One of the kids I hung out with during recess in third grade would fold back both of his upper eyelids and then run around grossing out all the girls out on the playground. His little inside-out eyeball trick would send them running off in a screaming, squealing, frenzied stampede.
All of us guys thought he was a god. The girls were convinced he was a clod. Funny, even today in my mind I can replay him doing it, but I couldn’t tell you his name for a million bucks tax-free.
Such was his claim to fame, I guess. Such talent. Poor guy flamed out too soon. If only we’d known about the Guinness World Records back then. Not only would he have been a god, but today he might be an immortal.
You don’t think so? Not good enough? You ever actually look at some of the records in Guinness’ book? I thought not. Here’s a new one soon to be enshrined in its vault of odd human hallmarks.
Largest Human Playing Card
Six hundred people at the Oneida Indian tribe’s Turning Stone Resort in central New York last weekend donned red or white rain ponchos and were positioned to form a human version of the ace of diamonds. They had to remain in place for five minutes to qualify for the record.
Interesting but my bet’s on another world record – keeping 600 people in a casino away from the slot machines for five minutes.
Most Items Kicked Off People’s Heads in One Minute
Sorry, Zara. Not impressed. But show me Most People’s Heads Kicked Off in One Minute … and now we’re talking impressive.

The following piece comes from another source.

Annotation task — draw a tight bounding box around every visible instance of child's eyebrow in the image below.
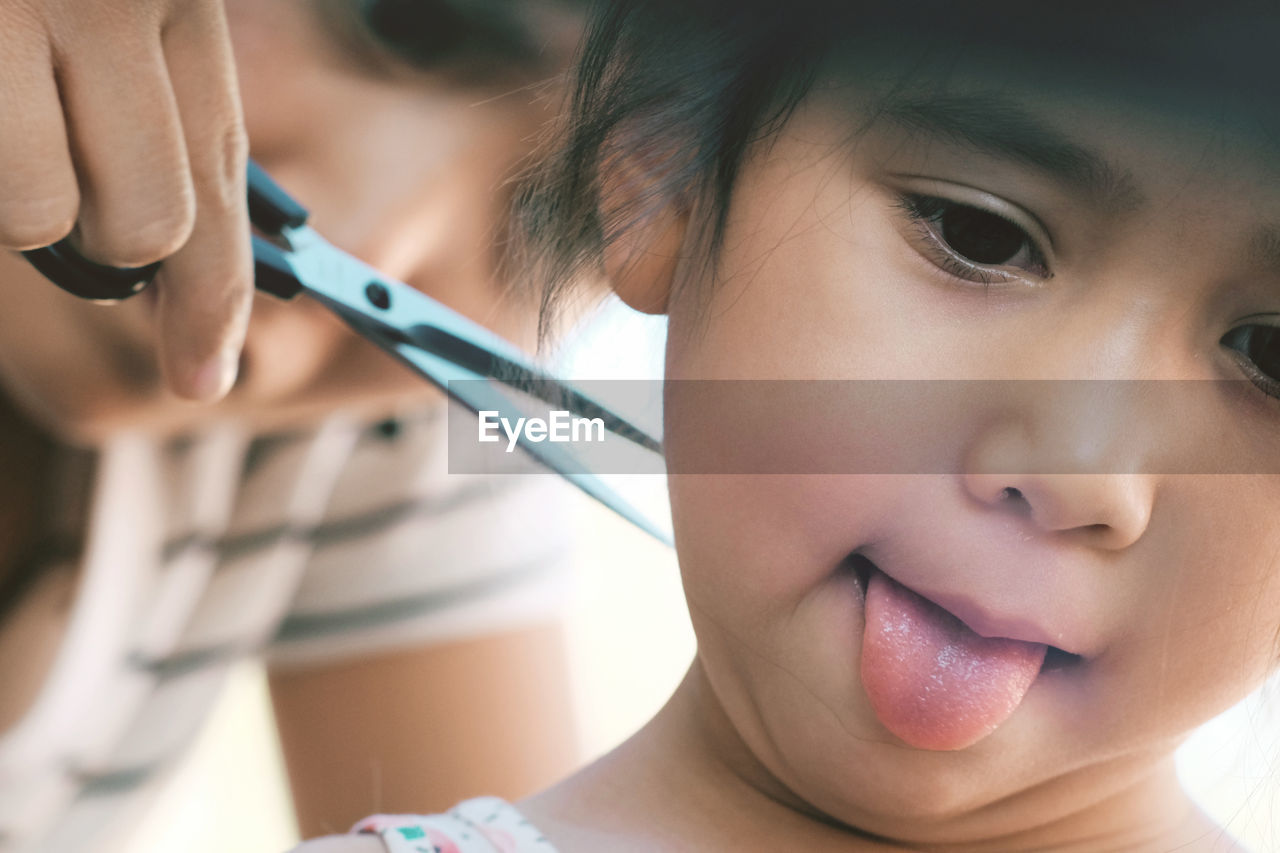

Heaviest Car Balanced on a Head
I’m told he probably could have gone longer but alas, he sneezed at 34 seconds. End of record. End of John. Even knocked the Mini out of alignment. Awarded posthumously.
World’s Oldest Cake
A museum in England is displaying a 113-year-old wedding cake that’s being called the world’s oldest. The Willis Museum in Basingstoke, Hampshire, says the Victorian-era cake was baked in 1898. Oh sure, it’s browned over the years and suffered a crack after a World War II bomb blast, but what do you expect? For better or for worse, remember. Supposedly, a recent investigation with a syringe revealed that the fruitcake inside is still moist.
Take that, new Twinkies.
Most Naked Rollercoaster Riders
Whoa, Guinness – just hold that ride for a minute. Those people aren’t naked. They’re wearing shoes.